Dal passeggino il loro bambino, Gioele, di appena 2 mesi, spalanca
sul mondo i suoi occhioni curiosi e non sembra turbato né dai rumori
che lo circondano, né dal caldo di inizio estate. «Siamo qui anche
per ringraziare il Signore di un dono così grande – spiegano i
genitori – Inoltre abbiamo deciso di accompagnare un gruppo di
giovani del Rinnovamento, perché anche loro possano sperimentare la
bellezza che noi abbiamo incontrato». Quella del Papa è una
presenza «che sentiamo particolarmente vicina», proseguono gli
sposi, anche per via «del coraggio e della libertà con cui
Francesco affronta il tema della famiglia. Quando ci siamo sposati
non avevamo certezze economiche, ma ci siamo fidati di Cristo,
l'amico che non delude, colui che mantiene ogni sua promessa».

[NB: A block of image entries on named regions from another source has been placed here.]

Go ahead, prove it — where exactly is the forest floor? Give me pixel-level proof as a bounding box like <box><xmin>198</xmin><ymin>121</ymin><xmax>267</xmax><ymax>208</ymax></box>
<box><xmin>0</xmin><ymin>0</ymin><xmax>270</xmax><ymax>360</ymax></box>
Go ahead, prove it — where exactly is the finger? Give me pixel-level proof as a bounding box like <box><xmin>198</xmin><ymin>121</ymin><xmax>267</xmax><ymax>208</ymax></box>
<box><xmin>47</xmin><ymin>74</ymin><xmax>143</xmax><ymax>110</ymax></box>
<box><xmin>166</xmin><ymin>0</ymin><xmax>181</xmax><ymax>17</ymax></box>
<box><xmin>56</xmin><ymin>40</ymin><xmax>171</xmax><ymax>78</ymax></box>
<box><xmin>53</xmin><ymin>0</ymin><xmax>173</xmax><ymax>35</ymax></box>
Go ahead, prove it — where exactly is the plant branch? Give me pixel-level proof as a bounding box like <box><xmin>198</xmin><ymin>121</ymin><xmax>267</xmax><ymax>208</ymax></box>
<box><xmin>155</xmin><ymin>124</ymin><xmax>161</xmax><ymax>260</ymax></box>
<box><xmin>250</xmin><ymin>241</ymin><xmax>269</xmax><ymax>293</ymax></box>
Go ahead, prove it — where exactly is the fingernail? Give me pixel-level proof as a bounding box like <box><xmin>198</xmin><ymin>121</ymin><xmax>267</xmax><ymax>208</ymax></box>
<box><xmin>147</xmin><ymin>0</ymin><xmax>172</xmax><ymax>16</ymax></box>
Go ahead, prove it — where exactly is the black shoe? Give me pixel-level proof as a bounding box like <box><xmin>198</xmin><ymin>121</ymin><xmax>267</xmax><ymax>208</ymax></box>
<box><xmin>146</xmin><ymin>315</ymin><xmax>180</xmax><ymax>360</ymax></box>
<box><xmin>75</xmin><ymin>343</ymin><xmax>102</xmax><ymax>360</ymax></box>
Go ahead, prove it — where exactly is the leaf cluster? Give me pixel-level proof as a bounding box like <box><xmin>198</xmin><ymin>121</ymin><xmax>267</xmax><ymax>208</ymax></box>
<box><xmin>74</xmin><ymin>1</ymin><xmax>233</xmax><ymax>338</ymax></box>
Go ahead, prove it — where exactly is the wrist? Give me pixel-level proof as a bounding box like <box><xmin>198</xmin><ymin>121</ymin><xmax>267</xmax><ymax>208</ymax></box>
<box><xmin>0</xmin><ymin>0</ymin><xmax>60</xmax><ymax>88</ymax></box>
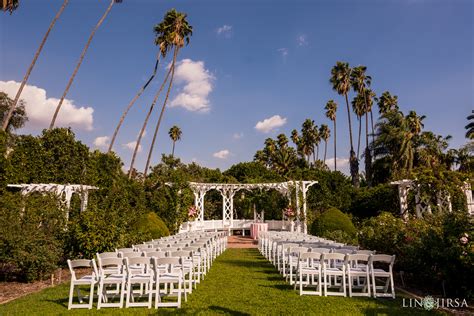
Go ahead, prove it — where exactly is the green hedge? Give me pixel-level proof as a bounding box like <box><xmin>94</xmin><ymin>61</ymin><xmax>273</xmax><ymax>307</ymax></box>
<box><xmin>311</xmin><ymin>207</ymin><xmax>357</xmax><ymax>242</ymax></box>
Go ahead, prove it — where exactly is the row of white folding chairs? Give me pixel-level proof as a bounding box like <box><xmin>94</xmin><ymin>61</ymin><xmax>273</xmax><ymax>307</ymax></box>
<box><xmin>68</xmin><ymin>233</ymin><xmax>227</xmax><ymax>309</ymax></box>
<box><xmin>289</xmin><ymin>248</ymin><xmax>395</xmax><ymax>298</ymax></box>
<box><xmin>68</xmin><ymin>256</ymin><xmax>186</xmax><ymax>309</ymax></box>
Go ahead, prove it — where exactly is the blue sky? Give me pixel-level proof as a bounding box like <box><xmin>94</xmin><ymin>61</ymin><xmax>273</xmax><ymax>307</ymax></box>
<box><xmin>0</xmin><ymin>0</ymin><xmax>474</xmax><ymax>173</ymax></box>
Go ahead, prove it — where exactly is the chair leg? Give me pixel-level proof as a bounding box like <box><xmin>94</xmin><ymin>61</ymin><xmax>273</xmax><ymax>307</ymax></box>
<box><xmin>89</xmin><ymin>283</ymin><xmax>95</xmax><ymax>309</ymax></box>
<box><xmin>67</xmin><ymin>282</ymin><xmax>74</xmax><ymax>309</ymax></box>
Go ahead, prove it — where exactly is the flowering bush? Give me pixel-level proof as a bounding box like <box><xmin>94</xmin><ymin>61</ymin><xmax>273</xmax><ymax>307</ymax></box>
<box><xmin>188</xmin><ymin>205</ymin><xmax>198</xmax><ymax>220</ymax></box>
<box><xmin>283</xmin><ymin>207</ymin><xmax>296</xmax><ymax>219</ymax></box>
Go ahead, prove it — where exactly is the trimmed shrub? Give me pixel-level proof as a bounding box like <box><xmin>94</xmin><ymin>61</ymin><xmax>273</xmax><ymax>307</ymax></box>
<box><xmin>311</xmin><ymin>207</ymin><xmax>356</xmax><ymax>238</ymax></box>
<box><xmin>137</xmin><ymin>212</ymin><xmax>170</xmax><ymax>240</ymax></box>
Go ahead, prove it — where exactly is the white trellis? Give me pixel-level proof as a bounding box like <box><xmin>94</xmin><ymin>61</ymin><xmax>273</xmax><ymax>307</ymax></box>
<box><xmin>8</xmin><ymin>183</ymin><xmax>98</xmax><ymax>220</ymax></box>
<box><xmin>189</xmin><ymin>181</ymin><xmax>317</xmax><ymax>232</ymax></box>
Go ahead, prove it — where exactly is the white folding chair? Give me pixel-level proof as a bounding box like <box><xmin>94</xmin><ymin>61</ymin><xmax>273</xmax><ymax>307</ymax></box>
<box><xmin>346</xmin><ymin>254</ymin><xmax>372</xmax><ymax>297</ymax></box>
<box><xmin>295</xmin><ymin>252</ymin><xmax>322</xmax><ymax>296</ymax></box>
<box><xmin>370</xmin><ymin>255</ymin><xmax>395</xmax><ymax>298</ymax></box>
<box><xmin>321</xmin><ymin>253</ymin><xmax>346</xmax><ymax>297</ymax></box>
<box><xmin>153</xmin><ymin>257</ymin><xmax>184</xmax><ymax>308</ymax></box>
<box><xmin>97</xmin><ymin>257</ymin><xmax>126</xmax><ymax>309</ymax></box>
<box><xmin>67</xmin><ymin>259</ymin><xmax>98</xmax><ymax>309</ymax></box>
<box><xmin>124</xmin><ymin>257</ymin><xmax>153</xmax><ymax>308</ymax></box>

C'è anche chi per vedere il Papa ha
fatto molta strada. Maria Dolores Briseño è arrivata da
Guadalajara, in Messico, insieme a un gruppo di 41 persone, legato ai
Missionari della Consolata di Torino. «Tutto di Francesco mi
affascina – dice – il suo carisma, la sua gioia, la sua
semplicità». In un Paese come il Messico l'attenzione che il
Pontefice dedica ai migranti non passa certo inosservata: «Alcuni
dei presenti sanno bene che cosa voglia dire lasciare la propria
terra, conoscono il dolore delle famiglie divise. La vicinanza di
Francesco a tutti i migranti del pianeta è per noi un grande dono».